Freedom from state control also meant that “financial difficulties plagued the work up to the very end of Kukai’s life” and Kukai “did not see all his ideas transformed into buildings.” He did not even see the completion of the Grand Pagoda. Because he had shown himself to be such a good administrator, imperial orders kept coming asking Kukai to return to Kyoto. For a time he was asked to act as an adviser to the secretary of state. In 821 he was appointed to direct the reconstruction of a reservoir (Manno no ike) for irrigation as the director in charge of the work had failed. Though he was able to write a number of works when on Mt Koya, Kukai could not spend as much time there as he would have liked.

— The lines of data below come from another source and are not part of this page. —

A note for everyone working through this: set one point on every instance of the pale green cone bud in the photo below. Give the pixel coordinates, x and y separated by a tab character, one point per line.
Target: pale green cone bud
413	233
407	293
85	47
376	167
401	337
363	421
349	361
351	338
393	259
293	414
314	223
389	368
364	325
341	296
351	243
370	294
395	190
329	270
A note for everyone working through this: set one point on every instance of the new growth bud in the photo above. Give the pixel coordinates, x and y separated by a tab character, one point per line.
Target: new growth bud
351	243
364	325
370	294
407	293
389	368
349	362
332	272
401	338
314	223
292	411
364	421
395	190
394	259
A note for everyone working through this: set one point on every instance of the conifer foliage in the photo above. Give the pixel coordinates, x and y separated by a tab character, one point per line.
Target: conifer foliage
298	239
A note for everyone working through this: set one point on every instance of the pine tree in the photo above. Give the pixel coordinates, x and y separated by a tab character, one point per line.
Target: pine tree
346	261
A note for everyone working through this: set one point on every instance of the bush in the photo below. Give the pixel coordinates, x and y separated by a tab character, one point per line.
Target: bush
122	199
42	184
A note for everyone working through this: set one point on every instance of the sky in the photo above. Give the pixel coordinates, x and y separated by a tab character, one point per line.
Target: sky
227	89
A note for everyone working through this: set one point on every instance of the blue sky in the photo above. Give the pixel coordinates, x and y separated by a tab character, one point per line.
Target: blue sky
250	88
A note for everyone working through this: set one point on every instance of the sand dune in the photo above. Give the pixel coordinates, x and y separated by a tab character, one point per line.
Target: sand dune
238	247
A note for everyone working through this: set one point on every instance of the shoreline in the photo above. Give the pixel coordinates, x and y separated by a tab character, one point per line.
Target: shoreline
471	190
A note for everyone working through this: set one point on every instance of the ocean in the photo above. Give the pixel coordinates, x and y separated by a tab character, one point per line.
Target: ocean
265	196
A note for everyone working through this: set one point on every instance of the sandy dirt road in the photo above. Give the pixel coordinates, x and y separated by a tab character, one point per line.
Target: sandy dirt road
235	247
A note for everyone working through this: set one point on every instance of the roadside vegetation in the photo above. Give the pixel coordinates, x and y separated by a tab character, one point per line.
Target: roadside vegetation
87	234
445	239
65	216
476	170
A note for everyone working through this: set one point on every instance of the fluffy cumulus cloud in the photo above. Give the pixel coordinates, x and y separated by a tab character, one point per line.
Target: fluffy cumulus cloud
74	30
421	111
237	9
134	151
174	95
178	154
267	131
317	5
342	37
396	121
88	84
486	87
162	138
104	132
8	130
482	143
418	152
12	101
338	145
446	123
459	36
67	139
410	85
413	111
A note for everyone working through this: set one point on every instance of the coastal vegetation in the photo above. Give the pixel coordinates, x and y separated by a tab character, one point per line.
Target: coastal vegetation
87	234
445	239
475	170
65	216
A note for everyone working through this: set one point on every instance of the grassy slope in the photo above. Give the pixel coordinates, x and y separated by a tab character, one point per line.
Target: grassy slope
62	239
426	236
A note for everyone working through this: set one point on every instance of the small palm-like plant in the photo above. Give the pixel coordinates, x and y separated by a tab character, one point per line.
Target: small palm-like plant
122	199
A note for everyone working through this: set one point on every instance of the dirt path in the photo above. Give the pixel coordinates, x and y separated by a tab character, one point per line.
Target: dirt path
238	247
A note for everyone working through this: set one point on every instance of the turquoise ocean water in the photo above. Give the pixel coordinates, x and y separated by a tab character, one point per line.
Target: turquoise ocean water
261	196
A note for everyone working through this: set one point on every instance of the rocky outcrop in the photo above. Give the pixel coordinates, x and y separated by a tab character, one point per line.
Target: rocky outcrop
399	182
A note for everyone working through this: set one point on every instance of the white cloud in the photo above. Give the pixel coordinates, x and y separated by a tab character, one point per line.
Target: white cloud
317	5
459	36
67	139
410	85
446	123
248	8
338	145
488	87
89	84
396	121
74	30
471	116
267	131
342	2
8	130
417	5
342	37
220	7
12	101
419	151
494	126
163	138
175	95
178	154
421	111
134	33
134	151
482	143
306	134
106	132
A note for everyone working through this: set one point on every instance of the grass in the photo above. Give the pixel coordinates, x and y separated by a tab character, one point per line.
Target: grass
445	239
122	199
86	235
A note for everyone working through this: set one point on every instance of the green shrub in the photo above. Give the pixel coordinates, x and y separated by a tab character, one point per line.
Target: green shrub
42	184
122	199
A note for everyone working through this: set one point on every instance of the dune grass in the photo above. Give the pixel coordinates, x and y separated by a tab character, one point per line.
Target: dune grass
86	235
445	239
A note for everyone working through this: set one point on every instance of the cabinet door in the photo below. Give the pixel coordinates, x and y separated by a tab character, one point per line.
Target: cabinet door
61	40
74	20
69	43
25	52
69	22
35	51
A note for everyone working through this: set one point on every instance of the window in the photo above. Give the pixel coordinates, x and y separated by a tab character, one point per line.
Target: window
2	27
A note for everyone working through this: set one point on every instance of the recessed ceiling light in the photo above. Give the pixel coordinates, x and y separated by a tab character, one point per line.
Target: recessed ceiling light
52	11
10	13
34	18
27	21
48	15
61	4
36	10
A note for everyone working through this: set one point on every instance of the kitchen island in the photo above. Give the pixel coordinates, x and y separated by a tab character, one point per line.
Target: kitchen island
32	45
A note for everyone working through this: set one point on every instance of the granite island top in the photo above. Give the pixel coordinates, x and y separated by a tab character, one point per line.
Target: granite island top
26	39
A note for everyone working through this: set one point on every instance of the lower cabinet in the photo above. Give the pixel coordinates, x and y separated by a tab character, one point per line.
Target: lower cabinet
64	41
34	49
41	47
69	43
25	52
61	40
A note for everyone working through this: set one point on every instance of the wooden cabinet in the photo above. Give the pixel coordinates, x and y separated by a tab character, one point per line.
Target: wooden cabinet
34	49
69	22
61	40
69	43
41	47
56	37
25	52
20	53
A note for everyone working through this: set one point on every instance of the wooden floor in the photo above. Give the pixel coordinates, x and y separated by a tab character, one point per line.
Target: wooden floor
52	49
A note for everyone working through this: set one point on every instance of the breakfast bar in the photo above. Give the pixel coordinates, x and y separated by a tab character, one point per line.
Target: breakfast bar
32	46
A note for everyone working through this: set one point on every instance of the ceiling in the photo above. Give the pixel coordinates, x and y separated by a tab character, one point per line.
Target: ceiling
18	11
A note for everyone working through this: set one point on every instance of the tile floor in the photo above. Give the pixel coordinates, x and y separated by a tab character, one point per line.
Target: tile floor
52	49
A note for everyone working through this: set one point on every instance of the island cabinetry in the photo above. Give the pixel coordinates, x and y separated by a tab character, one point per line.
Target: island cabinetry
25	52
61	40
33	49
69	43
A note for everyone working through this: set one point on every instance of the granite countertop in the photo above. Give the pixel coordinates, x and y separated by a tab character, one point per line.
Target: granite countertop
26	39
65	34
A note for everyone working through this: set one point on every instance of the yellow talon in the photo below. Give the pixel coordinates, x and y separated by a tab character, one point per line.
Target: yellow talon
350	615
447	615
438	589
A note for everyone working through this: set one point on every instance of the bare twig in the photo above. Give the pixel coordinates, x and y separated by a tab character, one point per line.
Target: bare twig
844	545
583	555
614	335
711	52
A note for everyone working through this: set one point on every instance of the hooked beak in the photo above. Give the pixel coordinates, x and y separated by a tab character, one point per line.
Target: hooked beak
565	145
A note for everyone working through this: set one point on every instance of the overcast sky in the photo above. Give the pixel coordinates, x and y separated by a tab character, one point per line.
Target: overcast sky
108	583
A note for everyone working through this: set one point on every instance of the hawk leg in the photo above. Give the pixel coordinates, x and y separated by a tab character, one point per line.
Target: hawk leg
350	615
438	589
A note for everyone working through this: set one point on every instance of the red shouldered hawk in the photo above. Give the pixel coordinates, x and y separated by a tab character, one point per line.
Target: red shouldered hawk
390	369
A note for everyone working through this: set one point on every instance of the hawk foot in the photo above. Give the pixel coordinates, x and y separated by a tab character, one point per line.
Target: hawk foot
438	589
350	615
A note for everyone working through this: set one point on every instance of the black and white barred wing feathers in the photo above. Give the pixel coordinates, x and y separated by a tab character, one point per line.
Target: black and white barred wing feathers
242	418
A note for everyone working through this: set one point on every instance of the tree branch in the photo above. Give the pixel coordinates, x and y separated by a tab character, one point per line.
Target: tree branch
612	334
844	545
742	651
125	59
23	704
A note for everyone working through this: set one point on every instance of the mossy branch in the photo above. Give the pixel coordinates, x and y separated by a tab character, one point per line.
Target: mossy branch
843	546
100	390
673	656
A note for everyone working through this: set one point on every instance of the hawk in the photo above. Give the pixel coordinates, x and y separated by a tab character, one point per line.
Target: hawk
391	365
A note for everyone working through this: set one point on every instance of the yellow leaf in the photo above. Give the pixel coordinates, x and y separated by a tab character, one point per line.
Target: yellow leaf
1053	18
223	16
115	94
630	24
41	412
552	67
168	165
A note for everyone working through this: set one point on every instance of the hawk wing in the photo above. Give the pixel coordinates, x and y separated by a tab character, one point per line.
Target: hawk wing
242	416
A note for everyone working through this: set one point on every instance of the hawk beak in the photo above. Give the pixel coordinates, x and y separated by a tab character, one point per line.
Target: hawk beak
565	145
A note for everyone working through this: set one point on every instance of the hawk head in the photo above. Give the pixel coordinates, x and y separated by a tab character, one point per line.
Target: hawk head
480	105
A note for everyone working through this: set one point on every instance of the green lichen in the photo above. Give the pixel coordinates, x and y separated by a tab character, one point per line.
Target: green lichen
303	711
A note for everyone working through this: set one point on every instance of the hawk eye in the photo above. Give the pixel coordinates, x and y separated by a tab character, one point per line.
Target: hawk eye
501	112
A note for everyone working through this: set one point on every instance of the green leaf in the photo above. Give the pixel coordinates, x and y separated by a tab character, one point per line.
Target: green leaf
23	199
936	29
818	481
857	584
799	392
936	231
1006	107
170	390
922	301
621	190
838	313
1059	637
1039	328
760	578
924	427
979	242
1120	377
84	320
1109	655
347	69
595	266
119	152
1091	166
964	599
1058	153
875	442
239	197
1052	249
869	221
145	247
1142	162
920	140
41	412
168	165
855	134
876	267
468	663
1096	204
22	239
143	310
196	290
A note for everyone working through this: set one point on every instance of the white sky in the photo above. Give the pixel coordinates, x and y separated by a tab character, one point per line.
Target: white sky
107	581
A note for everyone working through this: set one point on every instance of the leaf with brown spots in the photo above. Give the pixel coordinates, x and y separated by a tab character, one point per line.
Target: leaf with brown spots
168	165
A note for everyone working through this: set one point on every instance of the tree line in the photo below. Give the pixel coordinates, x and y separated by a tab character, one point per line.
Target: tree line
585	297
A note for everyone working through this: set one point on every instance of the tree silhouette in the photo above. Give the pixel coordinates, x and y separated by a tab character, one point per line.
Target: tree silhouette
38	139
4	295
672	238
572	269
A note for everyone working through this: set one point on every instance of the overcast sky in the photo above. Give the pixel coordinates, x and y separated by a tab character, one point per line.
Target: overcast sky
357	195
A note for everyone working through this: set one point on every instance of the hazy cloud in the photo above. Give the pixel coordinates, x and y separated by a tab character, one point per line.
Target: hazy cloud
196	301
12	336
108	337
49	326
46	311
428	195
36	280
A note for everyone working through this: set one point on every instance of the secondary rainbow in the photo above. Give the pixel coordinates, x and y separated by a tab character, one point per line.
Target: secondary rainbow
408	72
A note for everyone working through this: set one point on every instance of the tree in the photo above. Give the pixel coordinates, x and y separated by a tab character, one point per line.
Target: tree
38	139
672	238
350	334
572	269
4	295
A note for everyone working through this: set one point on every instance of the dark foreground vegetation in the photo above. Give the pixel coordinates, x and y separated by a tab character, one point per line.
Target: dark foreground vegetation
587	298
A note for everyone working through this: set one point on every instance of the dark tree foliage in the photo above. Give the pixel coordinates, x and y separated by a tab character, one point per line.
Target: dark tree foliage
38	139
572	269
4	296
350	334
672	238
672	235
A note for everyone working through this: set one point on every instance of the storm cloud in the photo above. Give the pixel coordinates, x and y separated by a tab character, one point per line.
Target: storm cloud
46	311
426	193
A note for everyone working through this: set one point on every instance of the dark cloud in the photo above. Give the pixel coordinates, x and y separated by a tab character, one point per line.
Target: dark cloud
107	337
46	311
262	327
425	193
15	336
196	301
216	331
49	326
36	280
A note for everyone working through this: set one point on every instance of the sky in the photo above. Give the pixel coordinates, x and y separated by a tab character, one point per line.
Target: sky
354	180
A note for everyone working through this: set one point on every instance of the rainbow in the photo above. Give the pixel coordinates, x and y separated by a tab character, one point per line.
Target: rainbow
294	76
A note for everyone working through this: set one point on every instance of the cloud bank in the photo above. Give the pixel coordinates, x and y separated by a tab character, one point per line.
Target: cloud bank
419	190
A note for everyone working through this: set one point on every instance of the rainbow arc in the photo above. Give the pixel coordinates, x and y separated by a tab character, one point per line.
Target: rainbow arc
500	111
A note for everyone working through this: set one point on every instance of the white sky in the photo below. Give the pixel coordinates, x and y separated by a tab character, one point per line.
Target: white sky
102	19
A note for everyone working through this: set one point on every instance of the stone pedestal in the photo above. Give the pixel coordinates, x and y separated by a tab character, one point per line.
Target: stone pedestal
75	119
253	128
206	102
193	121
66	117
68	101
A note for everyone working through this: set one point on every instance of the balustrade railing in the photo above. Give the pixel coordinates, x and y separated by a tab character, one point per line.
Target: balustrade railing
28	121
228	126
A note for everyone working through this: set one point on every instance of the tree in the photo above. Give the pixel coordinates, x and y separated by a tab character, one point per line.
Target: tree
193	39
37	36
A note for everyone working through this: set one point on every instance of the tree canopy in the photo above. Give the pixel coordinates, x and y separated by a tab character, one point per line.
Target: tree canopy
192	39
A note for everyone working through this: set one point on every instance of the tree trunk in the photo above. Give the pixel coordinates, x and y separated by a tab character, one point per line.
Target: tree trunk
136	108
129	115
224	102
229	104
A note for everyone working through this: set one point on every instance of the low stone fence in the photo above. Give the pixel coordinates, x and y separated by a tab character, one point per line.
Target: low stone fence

Then, in 823, Emperor Saga presented him with another temple in Kyoto, the Toji. Kukai moved to the Toji, leaving the Takaosanji in the hands of disciples. The Toji (Eastern Temple) had been built by Emperor Kammu together with the Saiji (Western Temple), when the emperor had moved the capital from Nara to Kyoto. The Toji, however, had remained unfinished, and Kukai was entrusted with its completion. Kukai was also free to turn it into the Esoteric Buddhist centre of Kyoto. Hakeda describes Kukai’s entry into the Toji as “the final step toward the independence of Shingon Buddhism.” He also describes “the ten years between 823 and Kukai’s retirement to Mt Koya in 832” as “the most colorful period” of his life. Saicho had died in 822, and his disciples were eager to adopt esoteric practices. Though Koyasan was still under construction, Kukai could teach at both the Todaiji in Nara, and the Toji in Kyoto. One may wonder how he found the time to also found the “School of Arts and Sciences,” a private school open to all regardless of social status or economic means. It was the first such school in Japan, but, sadly, it was closed ten years after his death.
In 831, Kukai fell seriously ill, and had to retire from his official duties. He remained on Mt Koya until his death in 835. It is said that, as his last days approached, Kukai sat absorbed in meditation and refused food, and that he, in fact, had not died: he had “merely entered into eternal samadhi” and was “still quite alive on Mt Koya as a savior to all suffering people.” Hakeda does, however, write that “in accordance with his will, Kukai, clad in his robes, was interred on the Eastern Peak. He was sixty-two years of age.”